This etching by Larry Welo hangs in my kitchen. Tittle: A Face in the Crowd
(click here to go to his site)
I purchased this etching in 1991 from a gallery in Chicago. When I first saw this piece of art, I fell in love. Not the kind of love I fell into when I met my husband, but still a kind of love.
My friend Marilyn and I had gone out to dinner at our favorite spot (Penny's Noodle Shop) and afterward we stopped into a gallery. From the minute I saw it, I looked no further. I asked the gallery owner about the artist, he did not know much. On the urging of my friend, I asked the owner to set it aside for me.
I drove home from the city that night, thinking about this etching. It was not what I "saw" per say, it was what I felt.
I could feel the dry summer wind rolling over my face in the heat of the day. I could hear my grandmother calling (as this house reminded me of her's) to come in for lunch. It was not so much an image as it was a place in the timeline of my life.

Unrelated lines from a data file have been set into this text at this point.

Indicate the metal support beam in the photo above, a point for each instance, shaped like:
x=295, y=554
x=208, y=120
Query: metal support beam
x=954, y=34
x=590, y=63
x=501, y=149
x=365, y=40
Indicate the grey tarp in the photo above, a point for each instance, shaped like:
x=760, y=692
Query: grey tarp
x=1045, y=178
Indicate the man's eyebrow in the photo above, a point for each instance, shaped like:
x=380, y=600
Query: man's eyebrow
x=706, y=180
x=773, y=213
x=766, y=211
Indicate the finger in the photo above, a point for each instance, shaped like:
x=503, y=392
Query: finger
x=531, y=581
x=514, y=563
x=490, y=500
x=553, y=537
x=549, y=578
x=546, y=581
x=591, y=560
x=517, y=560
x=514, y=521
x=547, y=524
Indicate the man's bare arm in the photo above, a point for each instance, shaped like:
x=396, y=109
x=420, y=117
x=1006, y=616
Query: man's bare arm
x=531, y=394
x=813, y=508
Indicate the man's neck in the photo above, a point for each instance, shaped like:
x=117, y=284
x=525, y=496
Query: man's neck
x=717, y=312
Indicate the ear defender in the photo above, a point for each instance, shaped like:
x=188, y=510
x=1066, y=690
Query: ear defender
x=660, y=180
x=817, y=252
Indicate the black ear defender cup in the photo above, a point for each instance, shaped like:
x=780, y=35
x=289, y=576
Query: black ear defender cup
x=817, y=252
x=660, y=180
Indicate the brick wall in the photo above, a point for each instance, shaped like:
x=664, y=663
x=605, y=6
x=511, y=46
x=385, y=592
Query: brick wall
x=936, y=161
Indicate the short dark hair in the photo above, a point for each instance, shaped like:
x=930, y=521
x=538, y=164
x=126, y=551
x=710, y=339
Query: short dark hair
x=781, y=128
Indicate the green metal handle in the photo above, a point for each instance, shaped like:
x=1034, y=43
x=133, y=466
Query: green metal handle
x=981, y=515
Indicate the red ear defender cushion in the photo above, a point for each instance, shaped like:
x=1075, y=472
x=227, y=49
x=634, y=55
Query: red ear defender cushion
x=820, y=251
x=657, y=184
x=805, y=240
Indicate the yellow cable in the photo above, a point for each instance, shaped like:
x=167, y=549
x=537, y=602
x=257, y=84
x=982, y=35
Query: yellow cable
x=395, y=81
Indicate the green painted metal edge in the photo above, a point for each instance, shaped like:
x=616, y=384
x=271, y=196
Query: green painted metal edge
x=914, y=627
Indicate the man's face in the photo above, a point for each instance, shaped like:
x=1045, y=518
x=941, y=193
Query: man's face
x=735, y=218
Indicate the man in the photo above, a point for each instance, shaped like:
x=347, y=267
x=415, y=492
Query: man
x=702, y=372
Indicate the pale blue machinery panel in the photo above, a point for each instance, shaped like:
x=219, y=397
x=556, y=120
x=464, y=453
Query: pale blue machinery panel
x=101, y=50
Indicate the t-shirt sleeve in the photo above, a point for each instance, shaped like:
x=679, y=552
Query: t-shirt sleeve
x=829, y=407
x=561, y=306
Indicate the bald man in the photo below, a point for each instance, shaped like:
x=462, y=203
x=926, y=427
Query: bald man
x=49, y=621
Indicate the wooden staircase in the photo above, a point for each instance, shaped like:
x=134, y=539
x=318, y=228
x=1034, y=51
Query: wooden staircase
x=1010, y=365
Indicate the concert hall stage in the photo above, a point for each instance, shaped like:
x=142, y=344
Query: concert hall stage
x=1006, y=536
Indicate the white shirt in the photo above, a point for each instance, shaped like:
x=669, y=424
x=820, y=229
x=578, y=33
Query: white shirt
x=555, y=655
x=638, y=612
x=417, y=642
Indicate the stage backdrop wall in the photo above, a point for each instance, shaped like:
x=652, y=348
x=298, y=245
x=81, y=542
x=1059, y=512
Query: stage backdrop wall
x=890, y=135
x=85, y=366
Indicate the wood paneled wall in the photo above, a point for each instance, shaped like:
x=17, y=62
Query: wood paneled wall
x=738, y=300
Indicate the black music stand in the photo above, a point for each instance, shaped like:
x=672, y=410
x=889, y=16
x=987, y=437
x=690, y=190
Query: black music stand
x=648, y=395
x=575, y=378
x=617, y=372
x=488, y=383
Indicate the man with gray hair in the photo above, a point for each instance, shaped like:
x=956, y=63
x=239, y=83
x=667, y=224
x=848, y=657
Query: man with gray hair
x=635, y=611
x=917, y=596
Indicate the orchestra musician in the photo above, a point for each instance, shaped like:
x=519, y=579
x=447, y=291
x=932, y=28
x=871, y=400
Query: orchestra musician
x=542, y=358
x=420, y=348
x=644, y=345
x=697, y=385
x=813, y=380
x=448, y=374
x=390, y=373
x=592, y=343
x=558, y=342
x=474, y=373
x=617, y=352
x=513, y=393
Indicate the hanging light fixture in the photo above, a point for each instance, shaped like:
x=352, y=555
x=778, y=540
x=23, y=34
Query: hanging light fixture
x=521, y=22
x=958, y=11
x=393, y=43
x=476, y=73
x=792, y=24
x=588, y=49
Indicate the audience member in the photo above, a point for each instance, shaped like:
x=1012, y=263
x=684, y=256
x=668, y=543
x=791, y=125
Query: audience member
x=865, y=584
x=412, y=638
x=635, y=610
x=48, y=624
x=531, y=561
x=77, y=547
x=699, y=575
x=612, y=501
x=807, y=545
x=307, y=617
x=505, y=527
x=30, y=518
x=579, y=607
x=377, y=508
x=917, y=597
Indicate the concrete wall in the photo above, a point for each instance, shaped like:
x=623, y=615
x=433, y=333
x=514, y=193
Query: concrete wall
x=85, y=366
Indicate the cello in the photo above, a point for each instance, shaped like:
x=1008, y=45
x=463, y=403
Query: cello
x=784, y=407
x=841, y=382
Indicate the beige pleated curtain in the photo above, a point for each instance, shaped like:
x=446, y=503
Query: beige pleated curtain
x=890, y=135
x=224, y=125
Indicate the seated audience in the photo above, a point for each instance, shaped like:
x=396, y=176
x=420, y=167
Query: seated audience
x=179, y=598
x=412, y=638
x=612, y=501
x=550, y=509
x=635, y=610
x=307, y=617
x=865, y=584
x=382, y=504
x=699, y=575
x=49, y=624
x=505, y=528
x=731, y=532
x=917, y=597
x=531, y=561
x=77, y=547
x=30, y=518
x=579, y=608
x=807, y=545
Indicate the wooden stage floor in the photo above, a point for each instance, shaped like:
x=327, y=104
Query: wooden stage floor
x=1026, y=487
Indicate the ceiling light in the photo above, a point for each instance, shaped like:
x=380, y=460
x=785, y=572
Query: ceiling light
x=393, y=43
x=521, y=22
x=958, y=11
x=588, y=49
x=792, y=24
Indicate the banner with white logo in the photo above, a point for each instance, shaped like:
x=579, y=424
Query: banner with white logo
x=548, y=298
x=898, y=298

We were not a family that bought art, even though I had been an art major in college. I often went to openings at galleries, supported friends and their art shows with my presences and was always interested to see what was going on in the at world at large.
As I drove home, in my head I was building my case to present to my spouse about why we should purchase this work. I had, literally, nothing in my favor. We had been facing a difficult economic time, and we had both resolved to be extremely judicious on how and where we would spend money in the next few months.

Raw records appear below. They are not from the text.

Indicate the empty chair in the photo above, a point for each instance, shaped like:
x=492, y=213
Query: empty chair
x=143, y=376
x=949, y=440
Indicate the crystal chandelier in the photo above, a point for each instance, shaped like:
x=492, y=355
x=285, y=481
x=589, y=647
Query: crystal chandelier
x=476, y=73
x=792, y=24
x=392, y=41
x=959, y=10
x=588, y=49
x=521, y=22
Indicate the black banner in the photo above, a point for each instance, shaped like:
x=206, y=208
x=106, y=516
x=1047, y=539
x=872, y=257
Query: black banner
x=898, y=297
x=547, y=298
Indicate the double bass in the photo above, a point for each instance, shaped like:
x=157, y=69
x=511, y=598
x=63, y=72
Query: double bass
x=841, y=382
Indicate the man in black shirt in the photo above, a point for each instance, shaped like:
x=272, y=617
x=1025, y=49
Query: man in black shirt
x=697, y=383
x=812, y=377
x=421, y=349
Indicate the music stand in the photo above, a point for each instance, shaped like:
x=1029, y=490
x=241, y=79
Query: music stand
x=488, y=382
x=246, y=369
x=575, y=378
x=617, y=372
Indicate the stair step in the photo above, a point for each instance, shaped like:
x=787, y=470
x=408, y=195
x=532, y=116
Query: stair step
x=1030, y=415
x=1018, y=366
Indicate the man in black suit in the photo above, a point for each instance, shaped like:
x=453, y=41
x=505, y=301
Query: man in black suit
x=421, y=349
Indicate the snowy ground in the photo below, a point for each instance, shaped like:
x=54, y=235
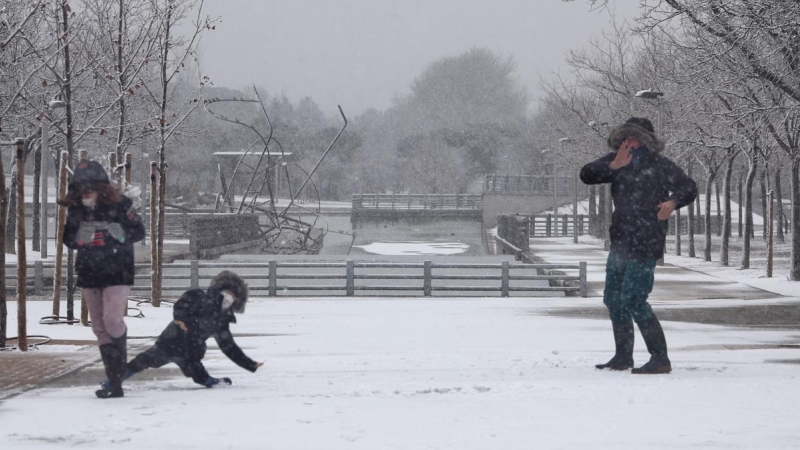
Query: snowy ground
x=428, y=374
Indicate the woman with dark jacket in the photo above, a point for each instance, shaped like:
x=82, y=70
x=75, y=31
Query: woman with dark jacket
x=102, y=225
x=198, y=315
x=646, y=188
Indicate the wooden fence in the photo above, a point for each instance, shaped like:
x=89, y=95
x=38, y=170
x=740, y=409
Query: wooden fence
x=349, y=278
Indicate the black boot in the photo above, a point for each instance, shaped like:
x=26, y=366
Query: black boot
x=656, y=342
x=623, y=340
x=115, y=359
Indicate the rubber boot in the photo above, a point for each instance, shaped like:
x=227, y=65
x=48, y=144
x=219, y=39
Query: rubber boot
x=623, y=340
x=115, y=359
x=656, y=343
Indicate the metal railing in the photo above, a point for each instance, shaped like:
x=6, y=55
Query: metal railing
x=350, y=278
x=418, y=201
x=546, y=225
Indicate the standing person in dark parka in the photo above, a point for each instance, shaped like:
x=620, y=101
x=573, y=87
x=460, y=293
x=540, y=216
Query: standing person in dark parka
x=102, y=225
x=646, y=188
x=198, y=315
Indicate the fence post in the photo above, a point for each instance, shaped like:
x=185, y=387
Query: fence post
x=194, y=273
x=38, y=282
x=273, y=278
x=584, y=291
x=548, y=224
x=350, y=283
x=504, y=279
x=426, y=282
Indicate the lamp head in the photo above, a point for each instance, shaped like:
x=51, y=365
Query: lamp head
x=649, y=93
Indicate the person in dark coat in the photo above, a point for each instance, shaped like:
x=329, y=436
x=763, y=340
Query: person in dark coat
x=102, y=225
x=646, y=188
x=198, y=315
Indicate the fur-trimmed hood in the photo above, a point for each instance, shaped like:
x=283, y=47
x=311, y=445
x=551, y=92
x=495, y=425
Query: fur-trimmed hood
x=631, y=130
x=229, y=281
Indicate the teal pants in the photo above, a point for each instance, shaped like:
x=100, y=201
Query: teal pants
x=628, y=284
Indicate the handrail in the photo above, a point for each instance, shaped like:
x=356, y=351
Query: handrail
x=283, y=276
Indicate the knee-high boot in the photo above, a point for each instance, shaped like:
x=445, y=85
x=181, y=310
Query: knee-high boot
x=623, y=341
x=115, y=359
x=656, y=343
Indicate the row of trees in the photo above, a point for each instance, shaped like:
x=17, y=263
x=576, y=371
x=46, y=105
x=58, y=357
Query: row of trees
x=728, y=71
x=105, y=76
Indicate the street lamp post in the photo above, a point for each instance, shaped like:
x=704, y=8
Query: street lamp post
x=555, y=197
x=53, y=104
x=564, y=141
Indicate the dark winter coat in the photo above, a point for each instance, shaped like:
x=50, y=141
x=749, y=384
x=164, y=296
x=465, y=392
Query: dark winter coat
x=637, y=189
x=104, y=237
x=203, y=316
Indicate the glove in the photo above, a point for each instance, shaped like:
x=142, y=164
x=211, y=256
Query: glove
x=116, y=231
x=211, y=382
x=86, y=232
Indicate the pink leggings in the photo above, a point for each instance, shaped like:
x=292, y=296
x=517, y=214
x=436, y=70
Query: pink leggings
x=107, y=311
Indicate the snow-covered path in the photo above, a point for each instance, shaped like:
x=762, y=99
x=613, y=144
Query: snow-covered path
x=431, y=374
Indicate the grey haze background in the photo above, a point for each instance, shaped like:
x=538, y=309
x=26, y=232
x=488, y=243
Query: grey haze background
x=362, y=53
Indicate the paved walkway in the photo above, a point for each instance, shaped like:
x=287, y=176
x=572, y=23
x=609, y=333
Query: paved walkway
x=679, y=294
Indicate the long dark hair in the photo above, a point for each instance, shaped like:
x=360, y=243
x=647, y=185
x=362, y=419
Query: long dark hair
x=106, y=193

So, I said exactly, nothing. But, I thought: everything. Everything about that image.
The gallery owner called me a few days later. I still had not said anything to my husband. The owner asked me if he could deliver it next week, as he was going to be near our home.
"Yes" came out of my mouth so quickly, I could have sworn someone else said it.

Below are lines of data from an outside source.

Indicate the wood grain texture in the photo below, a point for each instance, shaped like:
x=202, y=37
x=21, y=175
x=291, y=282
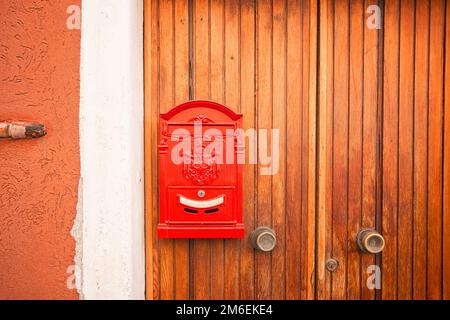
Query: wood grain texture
x=446, y=158
x=39, y=179
x=390, y=149
x=355, y=144
x=420, y=149
x=406, y=151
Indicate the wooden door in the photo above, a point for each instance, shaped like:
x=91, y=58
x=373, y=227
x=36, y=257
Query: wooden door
x=384, y=148
x=364, y=123
x=258, y=58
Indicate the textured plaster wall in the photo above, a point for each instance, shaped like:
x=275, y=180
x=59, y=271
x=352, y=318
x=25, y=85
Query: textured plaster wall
x=39, y=80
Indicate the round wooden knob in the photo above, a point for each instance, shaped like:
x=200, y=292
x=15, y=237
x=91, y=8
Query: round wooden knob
x=370, y=241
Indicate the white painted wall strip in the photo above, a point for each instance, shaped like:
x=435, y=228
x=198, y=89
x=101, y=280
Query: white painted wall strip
x=111, y=212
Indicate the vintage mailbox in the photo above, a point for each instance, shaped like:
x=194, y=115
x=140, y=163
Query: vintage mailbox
x=201, y=153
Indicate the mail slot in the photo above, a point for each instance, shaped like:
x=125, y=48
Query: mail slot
x=201, y=153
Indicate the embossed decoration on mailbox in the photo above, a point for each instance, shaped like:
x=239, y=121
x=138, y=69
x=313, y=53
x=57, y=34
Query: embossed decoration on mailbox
x=200, y=172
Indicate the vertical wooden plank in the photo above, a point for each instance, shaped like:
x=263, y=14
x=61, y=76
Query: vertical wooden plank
x=435, y=111
x=181, y=52
x=294, y=155
x=150, y=131
x=309, y=223
x=279, y=122
x=247, y=89
x=370, y=142
x=390, y=149
x=355, y=147
x=420, y=150
x=340, y=147
x=264, y=121
x=406, y=113
x=325, y=148
x=166, y=101
x=217, y=25
x=446, y=176
x=201, y=247
x=232, y=100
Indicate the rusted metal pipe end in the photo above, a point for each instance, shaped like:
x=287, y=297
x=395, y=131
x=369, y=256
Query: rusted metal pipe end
x=35, y=130
x=21, y=130
x=370, y=241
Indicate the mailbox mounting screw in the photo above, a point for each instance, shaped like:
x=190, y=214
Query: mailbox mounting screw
x=332, y=265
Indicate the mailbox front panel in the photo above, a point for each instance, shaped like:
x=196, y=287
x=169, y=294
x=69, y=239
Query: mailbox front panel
x=200, y=179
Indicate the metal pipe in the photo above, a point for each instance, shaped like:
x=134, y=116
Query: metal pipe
x=21, y=130
x=370, y=241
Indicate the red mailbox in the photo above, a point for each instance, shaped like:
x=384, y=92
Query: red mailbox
x=200, y=172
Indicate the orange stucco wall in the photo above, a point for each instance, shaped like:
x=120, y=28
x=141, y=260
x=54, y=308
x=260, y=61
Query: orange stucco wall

The days between me saying yes, and the day it was to arrive, were painful for me. Between all of the conversations going on in my head over this etching, I had no words left to communicate, what would be a new addition to our home.
The day the picture was to arrive, we had guests over for a cookout, and not wanting an awkward situation for our guests, I pulled my husband into our bedroom and said: "I need to tell you something. Don't you just love those people that choose beauty over practicality? You know, the old feeding your soul as well as your body?"
His response was everything to me: "Yes, I really do admire them."
At that, I poured out my longing, shame (for not saying anything sooner) and desire for this etching. I think he was so caught off guard, as I had never done anything like this previously, he just patted my back. ( I had thrown my self at his chest and was relaying all of this through tears)
He said: "It is okay, somehow we will work it out. Just tell me next time, okay? We are in this together."
So now, when I look at this picture each morning, I am not only reminded of the warm summer days of my childhood at grandma's house, I am reminded of the love from my husband, on that one summer day, in my own house.